Decide to visit your mom regularly, maybe once a week. On those visits, do something nice or fun. If she's mobile, go out to lunch. If not, find an activity at the AL.
You can stop feeling guilty right now. You followed doctor's orders and that's what you can tell her.
No, she can't move back home, but you can bring items to her apartment.
Going to see a therapist pronto is the best thing you can do for yourself.
Focus on yourself, your mom is getting the VIP treatment and she is just fine.
Your mother can't control you unless you let her. Stop enabling. It sounds impossible, I know, but give yourself a stern talking-to. Decide how much of your time you are willing to devote to her wants and needs and stick to it. DO NOT let her plans include you as a hands-on, on-demand, caregiver. Be very firm that you are unavailable. Tell some therapeutic lies if you have to. "My job has changed and I won't be available" or "I will likely have to start traveling more."
She has the "right" to do whatever she wants, however she cannot dictate what you must do for her. As she talks about her plans, keep reminder her of that. Good luck.
Best of luck to you in finding your own future!
You have done all that you can and then some. As the saying goes, you can lead a horse to water... In your case, it is more like a donkey and the donkey refuses to even go along or drink water!!!
As for ensuring mom stays put, and to put the kibosh on her blaming you, have something in writing from the doctor, so you can say the decision is out of your hands. I would also seek legal consult to see if it would be possible to get guardianship (her assets should cover this, not yours.) Not that you need more work, but sometimes just having POAs is not enough.
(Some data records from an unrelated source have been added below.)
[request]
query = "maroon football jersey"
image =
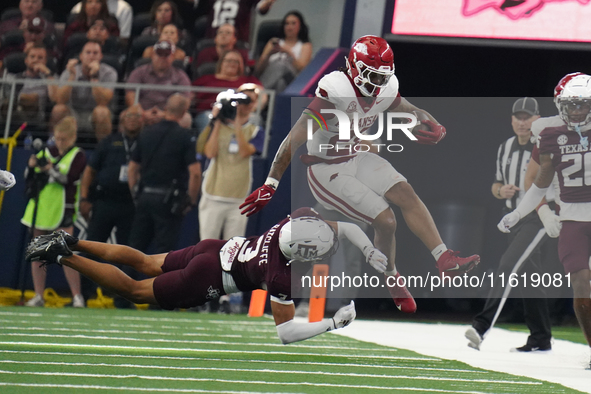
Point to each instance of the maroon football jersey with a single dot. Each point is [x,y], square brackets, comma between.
[571,160]
[259,260]
[234,12]
[260,263]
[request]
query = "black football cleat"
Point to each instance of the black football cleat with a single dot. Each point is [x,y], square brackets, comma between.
[48,249]
[70,239]
[531,348]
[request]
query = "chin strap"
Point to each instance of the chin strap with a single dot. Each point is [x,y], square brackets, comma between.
[584,140]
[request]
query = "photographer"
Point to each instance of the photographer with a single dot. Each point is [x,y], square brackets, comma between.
[228,142]
[164,171]
[53,178]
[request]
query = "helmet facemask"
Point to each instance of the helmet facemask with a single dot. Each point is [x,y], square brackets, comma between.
[575,112]
[369,80]
[307,239]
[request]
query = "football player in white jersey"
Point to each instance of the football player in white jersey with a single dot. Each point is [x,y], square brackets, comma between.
[358,183]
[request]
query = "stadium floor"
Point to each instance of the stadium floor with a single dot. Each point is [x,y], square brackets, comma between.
[47,350]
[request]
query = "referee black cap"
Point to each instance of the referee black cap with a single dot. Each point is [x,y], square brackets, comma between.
[528,105]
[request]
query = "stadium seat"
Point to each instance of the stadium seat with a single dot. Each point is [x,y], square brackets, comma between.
[115,61]
[136,50]
[112,46]
[204,43]
[74,46]
[13,38]
[140,22]
[200,28]
[204,69]
[10,13]
[71,18]
[14,63]
[267,30]
[140,62]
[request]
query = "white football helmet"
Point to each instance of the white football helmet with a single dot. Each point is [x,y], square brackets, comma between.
[574,102]
[307,239]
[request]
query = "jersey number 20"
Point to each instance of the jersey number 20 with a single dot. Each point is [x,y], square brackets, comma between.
[580,162]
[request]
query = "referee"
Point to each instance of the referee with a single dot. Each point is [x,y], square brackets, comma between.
[524,241]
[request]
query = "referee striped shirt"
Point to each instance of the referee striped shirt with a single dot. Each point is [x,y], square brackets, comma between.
[512,160]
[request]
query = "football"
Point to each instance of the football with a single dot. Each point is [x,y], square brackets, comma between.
[420,126]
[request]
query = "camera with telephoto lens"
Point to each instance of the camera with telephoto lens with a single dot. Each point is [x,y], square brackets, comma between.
[228,102]
[39,146]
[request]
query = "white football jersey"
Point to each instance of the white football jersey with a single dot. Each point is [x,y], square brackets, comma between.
[338,89]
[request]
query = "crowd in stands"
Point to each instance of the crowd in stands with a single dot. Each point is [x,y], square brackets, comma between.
[104,41]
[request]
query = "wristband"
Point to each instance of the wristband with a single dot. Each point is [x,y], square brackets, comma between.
[274,183]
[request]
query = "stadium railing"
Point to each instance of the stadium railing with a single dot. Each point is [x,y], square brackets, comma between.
[12,114]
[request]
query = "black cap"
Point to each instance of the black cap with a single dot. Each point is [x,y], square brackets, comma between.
[36,25]
[164,48]
[528,105]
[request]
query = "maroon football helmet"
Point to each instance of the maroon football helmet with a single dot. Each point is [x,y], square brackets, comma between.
[370,64]
[560,87]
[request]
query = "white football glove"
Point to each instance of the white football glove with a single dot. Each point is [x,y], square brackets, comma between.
[376,259]
[508,221]
[344,316]
[550,220]
[6,180]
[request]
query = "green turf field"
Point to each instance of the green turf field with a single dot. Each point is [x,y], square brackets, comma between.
[68,350]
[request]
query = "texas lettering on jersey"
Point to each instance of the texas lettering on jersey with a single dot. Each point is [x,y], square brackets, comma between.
[571,160]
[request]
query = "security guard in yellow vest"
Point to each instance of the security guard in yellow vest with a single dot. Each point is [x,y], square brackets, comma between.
[62,166]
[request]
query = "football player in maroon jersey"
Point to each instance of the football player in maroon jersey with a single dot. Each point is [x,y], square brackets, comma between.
[564,151]
[195,275]
[368,184]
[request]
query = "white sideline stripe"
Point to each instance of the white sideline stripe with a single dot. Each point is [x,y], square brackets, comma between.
[173,349]
[564,364]
[139,318]
[245,361]
[88,387]
[72,323]
[274,371]
[250,382]
[130,339]
[124,332]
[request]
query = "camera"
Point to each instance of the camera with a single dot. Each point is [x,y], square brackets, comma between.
[228,102]
[39,146]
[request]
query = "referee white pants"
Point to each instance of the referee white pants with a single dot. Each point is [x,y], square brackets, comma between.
[220,219]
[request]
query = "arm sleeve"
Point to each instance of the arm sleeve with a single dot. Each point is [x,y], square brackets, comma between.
[291,331]
[202,140]
[77,167]
[97,158]
[189,150]
[531,200]
[355,235]
[125,19]
[136,153]
[258,140]
[499,174]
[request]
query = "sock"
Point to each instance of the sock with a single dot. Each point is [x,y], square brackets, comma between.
[391,273]
[438,251]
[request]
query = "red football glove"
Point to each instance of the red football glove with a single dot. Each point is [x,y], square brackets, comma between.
[436,134]
[257,200]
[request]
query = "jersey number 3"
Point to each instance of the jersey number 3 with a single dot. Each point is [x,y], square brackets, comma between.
[579,162]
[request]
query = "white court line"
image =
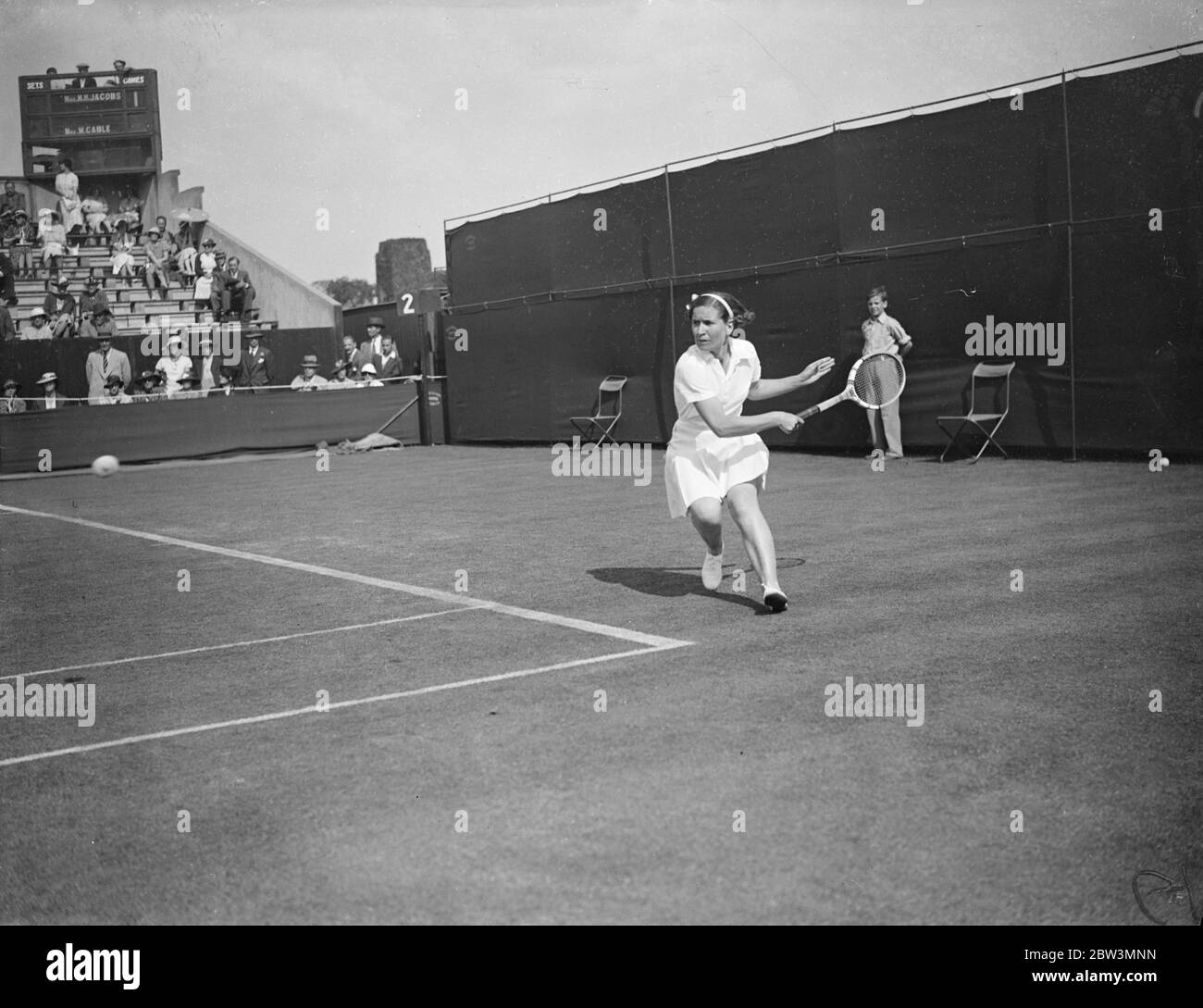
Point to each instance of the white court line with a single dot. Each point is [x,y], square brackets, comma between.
[586,626]
[130,740]
[236,643]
Both our attorney and the staff in mom's MC indicate that even those with dementia still have "rights!" She does not have dementia (to the best we know!) and so technically she *could* demand/try to get out and return home. If you could get guardianship, it would override what she wants. If legal advise against it, so be it, but given her self-destructive nature, it might be possible to have more control than with POAs*(from reading some posts Babs75 has made, guardianship doesn't necessarily end up being 100% oversight, but it might be better if it was - but, still blame the docs!)
*Although you have POA, you would still have to get mom's signature on paperwork to sell the house. Our mother has dementia, and although I could use my POA to sign all the other documents related to the sale of her condo, her attorney told me she *MUST* sign the deed with notary. Thankfully they have a notary in her facility AND she told me when asked that she only had to witness the signing, not confirm mom knew what it was! I passed it off as some kind of insurance or something. We really needed to sell it. It took over a year and a half to get it cleaned out and fixed up (heating system died, windows were going foggy from blown seals, and taxes/condo fees in addition to utilities were sucking down too much money - oh yeah, we had to find alternate insurance as normal homeowner's does not cover unoccupied houses!) In all that time, it cost about 14k to cover the expenses/repairs!!!